The building was in operation as soon as it was taken over. “We saw the building as a school. A feminist school. Everything that had to be done there was a learning experience. How does a boiler work? What is a fuse? How many amps do we have? What about holes in the floor?”[xxvii]
Reeni Goldin remembered, “I got my friend David to teach us all plumbing on the furnace, which was a functional furnace, it just didn’t have any pipes coming from it. By looking at it he could show us what was going on and how it worked and everything and estimate how much it would take to get the thing functional.
“There were karate classes. We had a book exchange and a food co-op. Women used to go to Hunts Point and to a health food wholesaler to buy food in bulk.”[xxviii] There was a children’s theater workshop. Space for childcare was being made ready.[xxix]

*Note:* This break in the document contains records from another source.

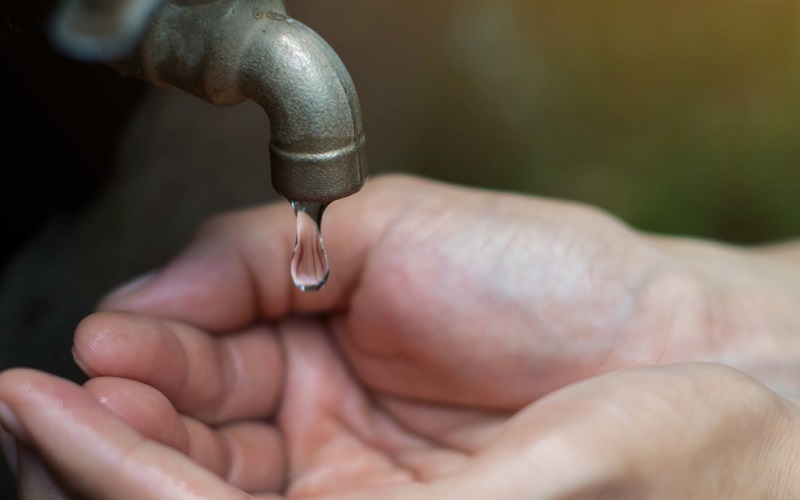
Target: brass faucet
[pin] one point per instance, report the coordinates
(227, 51)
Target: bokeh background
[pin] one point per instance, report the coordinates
(680, 118)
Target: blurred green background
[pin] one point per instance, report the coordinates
(679, 117)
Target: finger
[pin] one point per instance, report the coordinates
(249, 456)
(35, 481)
(93, 452)
(237, 267)
(213, 378)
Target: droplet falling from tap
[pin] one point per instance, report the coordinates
(310, 267)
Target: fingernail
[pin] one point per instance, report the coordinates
(129, 288)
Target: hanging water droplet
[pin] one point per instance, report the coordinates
(309, 261)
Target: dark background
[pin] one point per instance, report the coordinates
(681, 118)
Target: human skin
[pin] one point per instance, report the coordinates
(468, 344)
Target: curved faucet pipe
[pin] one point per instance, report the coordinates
(227, 51)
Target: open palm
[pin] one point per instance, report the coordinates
(440, 361)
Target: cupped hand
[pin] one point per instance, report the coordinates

The women entered into negotiations with the city to keep the building. At first the city sent Ronnie Eldridge, a woman who was special assistant to the Mayor. The Fifth Street women did not like working with Eldridge. “I don’t know why Ronnie Eldridge stopped talking to us, but we really couldn’t stand her,” said Reeni Goldin. “Then they send Jeffrey Stokes from the Mayor’s East Side Urban Task Force. He was much hipper.”[xxx]

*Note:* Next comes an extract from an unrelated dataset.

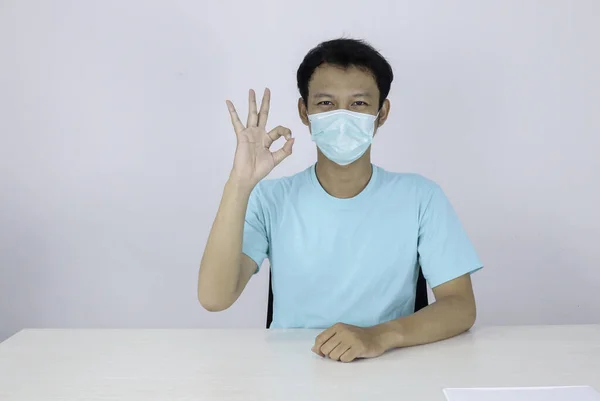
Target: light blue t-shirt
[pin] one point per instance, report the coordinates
(354, 260)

The city proposed that the building be partially used as a temporary shelter for welfare women with no place to live. “In the course of negotiations we realized that we would be turned into the welfare cops. They wanted us to monitor the welfare women. Like, how many pairs of socks they had. We said we wouldn’t do it. A day or two later they busted us.
“There weren’t very many women there when the cops came. I wasn’t there. I was at Cooper Square, which was right down the block. Someone came and got me and I made some telephone calls to get other women there. They locked the place so women couldn’t get in or out and then they ushered women out except for three who refused to leave.

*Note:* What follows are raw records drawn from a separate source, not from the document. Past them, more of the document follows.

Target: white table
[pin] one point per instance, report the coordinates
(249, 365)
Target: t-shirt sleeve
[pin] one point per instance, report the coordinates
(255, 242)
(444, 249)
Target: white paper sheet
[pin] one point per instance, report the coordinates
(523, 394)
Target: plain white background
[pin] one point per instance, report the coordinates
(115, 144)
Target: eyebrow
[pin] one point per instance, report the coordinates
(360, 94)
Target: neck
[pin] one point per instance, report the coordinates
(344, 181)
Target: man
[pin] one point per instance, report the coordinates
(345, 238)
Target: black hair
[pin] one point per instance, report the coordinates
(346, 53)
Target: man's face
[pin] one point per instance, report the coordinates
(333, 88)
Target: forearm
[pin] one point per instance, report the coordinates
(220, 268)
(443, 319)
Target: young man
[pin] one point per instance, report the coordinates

“Within fifteen minutes there were around seventy five women there. It got to be a melee and women started fighting with the cops. The cops were blown away. They couldn’t believe that the women were fighting with them. There were women there who had grown up on the Lower East Side and were kind of tough. One woman who was experienced in self defense had five cops holding her down.
“ One woman who was middle aged, middle class, white and married saw a cop fighting with a woman, and she smashed the cop on the back of his head with her fist. He stumbled forward and his hat fell off. He looked back and saw this demure lady with frosted hair. He arrested her. In court he claimed that she hit him with a soda bottle. She said, ‘Your Honor, would I really have picked up a soda bottle off the street to strike this officer?’ Like, she had gloves on and her husband was there. And the cop said, “It must have been her pocketbook.’ She said, ‘What could I possibly have in my pocketbook that would have made this officer fall down and lose his hat?’ They let her go because they couldn’t believe she would have done that. She had been arrested not only for resisting arrest and disorderly conduct but for assaulting a policeman.”[xxxi]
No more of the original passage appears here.